Io non sono un commentatore politico, non è facile effettivamente coordinarsi tra paesi diversi nel gestire un problema comune, c’è sempre la tentazione da parte dei paesi che non sono periferici di scaricare su quelli che li sono il costo. È chiaro che c’è un problema che va affrontato trovando dei correttivi tra cui il fatto di prevedere delle forme di scambio tra i vari paesi con delle quote, credo, comunque, che anche l’Italia da sola possa gestire meglio questo fenomeno.
Lei fa una proposta molto interessante: quella del codice di protezione sociale che valga per tutti i paesi dell’Ue. Può spiegarci meglio la sua idea?

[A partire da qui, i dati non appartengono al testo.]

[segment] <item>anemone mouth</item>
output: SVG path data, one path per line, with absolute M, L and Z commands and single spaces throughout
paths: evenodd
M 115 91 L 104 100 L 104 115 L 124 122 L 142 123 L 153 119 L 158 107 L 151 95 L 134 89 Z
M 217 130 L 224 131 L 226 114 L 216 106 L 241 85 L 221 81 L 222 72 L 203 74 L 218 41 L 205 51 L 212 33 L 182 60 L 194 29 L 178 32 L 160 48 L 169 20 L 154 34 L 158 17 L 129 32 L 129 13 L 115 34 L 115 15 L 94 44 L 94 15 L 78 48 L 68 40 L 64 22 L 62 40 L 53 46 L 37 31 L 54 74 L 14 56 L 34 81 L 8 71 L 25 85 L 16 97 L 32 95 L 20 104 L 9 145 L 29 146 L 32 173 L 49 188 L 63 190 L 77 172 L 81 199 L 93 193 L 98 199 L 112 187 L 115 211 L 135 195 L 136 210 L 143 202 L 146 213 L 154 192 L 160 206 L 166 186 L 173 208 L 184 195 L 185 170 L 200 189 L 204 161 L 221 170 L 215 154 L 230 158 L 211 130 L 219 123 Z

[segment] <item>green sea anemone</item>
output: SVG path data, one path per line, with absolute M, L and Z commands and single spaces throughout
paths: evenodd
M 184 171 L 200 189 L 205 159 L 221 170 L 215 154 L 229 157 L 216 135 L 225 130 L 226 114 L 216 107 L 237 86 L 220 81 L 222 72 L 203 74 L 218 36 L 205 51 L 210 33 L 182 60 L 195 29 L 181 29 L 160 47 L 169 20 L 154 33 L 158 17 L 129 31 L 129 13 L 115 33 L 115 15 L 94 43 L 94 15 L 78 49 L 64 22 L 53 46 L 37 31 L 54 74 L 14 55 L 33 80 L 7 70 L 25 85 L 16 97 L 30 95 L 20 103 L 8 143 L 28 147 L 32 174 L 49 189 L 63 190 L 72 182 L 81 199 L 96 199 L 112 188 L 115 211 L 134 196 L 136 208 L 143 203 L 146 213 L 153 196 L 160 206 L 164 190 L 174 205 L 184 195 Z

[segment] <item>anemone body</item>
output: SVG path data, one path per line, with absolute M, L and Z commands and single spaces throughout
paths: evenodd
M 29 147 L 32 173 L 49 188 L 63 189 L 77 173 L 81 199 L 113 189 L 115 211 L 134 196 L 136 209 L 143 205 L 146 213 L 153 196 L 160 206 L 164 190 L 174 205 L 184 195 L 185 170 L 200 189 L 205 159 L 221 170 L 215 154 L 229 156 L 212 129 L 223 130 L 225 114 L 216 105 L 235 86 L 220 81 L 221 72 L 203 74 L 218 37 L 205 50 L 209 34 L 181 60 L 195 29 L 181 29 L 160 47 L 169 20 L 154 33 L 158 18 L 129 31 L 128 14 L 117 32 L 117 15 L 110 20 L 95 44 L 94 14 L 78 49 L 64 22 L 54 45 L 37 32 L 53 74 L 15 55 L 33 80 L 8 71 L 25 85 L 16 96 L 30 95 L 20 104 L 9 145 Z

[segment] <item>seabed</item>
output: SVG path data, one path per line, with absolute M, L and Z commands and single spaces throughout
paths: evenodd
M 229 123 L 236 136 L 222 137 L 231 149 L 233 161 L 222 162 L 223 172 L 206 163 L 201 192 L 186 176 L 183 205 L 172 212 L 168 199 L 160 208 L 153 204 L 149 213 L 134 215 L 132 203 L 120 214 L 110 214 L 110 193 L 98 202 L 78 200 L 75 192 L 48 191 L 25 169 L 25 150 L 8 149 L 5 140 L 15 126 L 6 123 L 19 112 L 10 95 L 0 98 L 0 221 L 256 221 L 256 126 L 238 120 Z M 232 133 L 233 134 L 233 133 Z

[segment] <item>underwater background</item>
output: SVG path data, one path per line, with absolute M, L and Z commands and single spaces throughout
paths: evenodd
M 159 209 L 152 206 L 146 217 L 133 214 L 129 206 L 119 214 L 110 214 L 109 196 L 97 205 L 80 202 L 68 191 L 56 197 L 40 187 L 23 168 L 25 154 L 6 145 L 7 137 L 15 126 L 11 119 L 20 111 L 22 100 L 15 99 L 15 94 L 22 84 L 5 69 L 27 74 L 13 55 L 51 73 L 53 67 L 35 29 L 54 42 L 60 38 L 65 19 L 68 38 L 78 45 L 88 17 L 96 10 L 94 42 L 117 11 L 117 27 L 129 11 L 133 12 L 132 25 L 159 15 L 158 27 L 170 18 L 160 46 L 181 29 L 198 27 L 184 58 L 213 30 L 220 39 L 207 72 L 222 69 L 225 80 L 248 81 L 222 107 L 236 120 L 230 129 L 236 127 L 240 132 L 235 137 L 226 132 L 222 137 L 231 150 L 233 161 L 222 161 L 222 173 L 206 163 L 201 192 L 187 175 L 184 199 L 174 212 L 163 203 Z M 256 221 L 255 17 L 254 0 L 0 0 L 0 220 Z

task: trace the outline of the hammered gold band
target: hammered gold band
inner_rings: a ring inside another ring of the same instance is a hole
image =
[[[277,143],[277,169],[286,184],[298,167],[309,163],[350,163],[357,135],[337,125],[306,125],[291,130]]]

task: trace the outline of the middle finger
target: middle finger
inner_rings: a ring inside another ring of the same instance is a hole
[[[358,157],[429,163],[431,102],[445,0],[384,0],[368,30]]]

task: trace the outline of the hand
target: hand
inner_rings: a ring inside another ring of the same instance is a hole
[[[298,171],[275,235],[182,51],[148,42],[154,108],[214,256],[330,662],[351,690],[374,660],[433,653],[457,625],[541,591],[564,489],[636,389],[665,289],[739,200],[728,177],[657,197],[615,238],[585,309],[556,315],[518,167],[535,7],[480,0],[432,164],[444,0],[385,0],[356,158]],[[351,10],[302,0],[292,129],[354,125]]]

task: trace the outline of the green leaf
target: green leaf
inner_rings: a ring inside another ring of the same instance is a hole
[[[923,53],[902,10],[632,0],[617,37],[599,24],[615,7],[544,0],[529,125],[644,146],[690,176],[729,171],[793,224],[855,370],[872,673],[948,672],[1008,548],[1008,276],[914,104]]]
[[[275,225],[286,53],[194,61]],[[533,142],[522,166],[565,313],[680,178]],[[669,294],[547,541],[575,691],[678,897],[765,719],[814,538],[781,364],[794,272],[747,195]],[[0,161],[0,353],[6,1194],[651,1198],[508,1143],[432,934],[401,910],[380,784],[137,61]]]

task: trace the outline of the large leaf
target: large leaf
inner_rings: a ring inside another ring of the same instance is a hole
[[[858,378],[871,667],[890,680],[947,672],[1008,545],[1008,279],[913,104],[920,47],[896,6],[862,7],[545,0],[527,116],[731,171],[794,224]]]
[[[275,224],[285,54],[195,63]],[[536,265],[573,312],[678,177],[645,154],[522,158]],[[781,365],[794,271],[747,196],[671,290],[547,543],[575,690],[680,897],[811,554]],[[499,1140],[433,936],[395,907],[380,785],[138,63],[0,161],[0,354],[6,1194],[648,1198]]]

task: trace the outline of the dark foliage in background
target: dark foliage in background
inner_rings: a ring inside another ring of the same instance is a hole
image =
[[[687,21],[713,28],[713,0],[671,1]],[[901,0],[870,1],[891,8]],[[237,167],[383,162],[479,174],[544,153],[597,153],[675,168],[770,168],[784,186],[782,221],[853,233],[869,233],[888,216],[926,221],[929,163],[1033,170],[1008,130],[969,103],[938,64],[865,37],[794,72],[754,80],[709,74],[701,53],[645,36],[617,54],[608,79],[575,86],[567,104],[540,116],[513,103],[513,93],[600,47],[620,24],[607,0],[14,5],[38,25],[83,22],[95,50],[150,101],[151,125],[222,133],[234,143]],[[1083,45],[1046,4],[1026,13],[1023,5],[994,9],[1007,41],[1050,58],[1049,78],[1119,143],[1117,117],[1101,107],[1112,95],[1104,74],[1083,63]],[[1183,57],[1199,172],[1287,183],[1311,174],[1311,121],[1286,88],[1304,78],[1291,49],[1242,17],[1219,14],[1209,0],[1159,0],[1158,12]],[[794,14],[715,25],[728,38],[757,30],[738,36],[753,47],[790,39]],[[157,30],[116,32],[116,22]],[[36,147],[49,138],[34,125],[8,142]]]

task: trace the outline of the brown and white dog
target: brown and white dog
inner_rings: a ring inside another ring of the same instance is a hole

Significa, semplicemente, assicurare che il principio della libera circolazione dei lavoratori nell’ambito dell’Unione Europea venga rispettato e che i lavoratori si possono spostare all’interno dell’ Europa senza avere dei costi di portabilità dei diritti a livello sociale; al tempo stesso è un modo anche per impedire che ci siano abusi, per cui persone che percepiscono sussidi in un paese e lavorano in un altro. La proposta si può fare sul piano meramente amministrativo senza revisione dei trattati o consensi che a livello europeo sono molto difficili da trovare, ma semplicemente un coordinamento più forte tra le varie amministrazioni della protezione sociale a livello europeo, in altre parole questo vuol dire che quando c’è un lavoratore che arriva in un paese europeo di un’altra nazionalità e cittadino dell’unione, l’amministrazione che deve guardare al suo caso è in grado di risalire, in tempo reale, alla posizione assicurativa della persona accumulata in altri paesi. Questo consente un miglior monitoraggio dei flussi migratori all’interno dell’Unione. Il “codice di protezione sociale europeo” può diventare anche un fattore identitario, un modo di acquisire nei fatti la cittadinanza europea da parte di chi regolarmente contribuisce a finanziare lo stato sociale dei singoli paesi.